If groin metastasis is found through SLNB, you may be offered Oncology treatments instead of surgery.

However, metastases that can be felt through the skin or visible on scans usually requires groin dissection.

How is groin dissection performed?

Groin dissection is performed under general anaesthetic.

It requires long incisions to allow safe removal of the glands.

Care is then taken to peel away the groin lymph glands from the important nerves and blood vessels.

You will usually have two drains in the groin, and dissolving stitches are used.

Groin dissection alone is usually a 1 to 2 hour surgery.

 

What is the recovery and follow up after groin dissection?

Patients usually stay in hospital for 3-5 days on average.
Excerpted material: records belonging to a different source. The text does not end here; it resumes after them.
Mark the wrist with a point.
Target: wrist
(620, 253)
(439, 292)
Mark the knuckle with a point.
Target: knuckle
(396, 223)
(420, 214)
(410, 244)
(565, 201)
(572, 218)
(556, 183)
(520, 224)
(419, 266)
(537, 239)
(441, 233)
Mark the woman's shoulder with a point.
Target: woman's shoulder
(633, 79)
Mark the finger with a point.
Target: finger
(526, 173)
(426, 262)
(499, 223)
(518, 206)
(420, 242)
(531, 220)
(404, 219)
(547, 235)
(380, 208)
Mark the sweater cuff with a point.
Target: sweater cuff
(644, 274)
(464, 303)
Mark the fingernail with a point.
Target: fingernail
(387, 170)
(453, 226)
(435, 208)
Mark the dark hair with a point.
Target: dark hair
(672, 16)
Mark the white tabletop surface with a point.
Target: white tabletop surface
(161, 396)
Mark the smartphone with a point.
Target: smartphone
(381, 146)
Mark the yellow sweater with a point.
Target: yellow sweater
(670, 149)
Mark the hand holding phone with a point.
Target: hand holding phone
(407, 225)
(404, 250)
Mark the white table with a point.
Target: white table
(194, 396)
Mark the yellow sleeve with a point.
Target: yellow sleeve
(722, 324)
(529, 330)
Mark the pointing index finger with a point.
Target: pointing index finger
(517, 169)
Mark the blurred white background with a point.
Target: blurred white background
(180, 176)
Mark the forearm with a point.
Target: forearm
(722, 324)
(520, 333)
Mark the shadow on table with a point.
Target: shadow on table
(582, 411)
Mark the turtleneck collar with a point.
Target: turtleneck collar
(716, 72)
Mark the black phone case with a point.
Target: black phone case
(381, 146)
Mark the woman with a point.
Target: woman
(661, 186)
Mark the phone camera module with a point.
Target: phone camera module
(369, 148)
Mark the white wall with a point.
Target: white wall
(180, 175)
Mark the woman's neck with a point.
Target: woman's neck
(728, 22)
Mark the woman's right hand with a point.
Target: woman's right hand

You will receive pain killers and other medications as required.

Drains are usually removed when they drain less than 30 mls of wound fluid in 24 hours.

Most patients are walking, washing and doing gentle tasks by themselves after 2-3 days.

Follow up with the Christie dressings clinic will be arranged for about a week following surgery, and more appointments will be made if required.

You will also receive a nursing follow up telephone consultation at 6 weeks.

There will usually be minimal restrictions to your activites but these will be specified for your circumstances.

 

What risks does groin dissection have? 

The risks of anaesthetics will be discussed with you by the anaesthetic teams, but may include chest infections and clots in the legs or lungs.

Your specific risk will be discussed with you after anaesthetic assessment, which is offered to patients who might have higher anaesthetic risks.

 

The incision will form a scar which will need about 18months or more to fully mature.

Wounds can also become infected. Most can be treated with oral antibiotics from home but rarely, some need admission and/or surgery to wash the wound.

There is risk of injury to several nerves and large blood vessels but this is exceedingly rare.

There will be some numbness to the area around the scar.

Most wounds heal uneventfully but healing may be delayed at the junction of incisions. 

There may be prolonged drainage of wound fluid from the drains either delaying discharge or you may go home with one drain.

Seromas or wound fluid collections can also happen after discharge and these can be drained in the dressing clinic. 

 

I think my skin cancer may have spread to the groin, what do I do?

If you notice swellings in your groin following a skin cancer diagnosis, you can contact my secretary directly or speak with the skin cancer Specialist Nurse.

Seeing your GP may delay your review with my team.

It is also approriate to contact your dermatologist.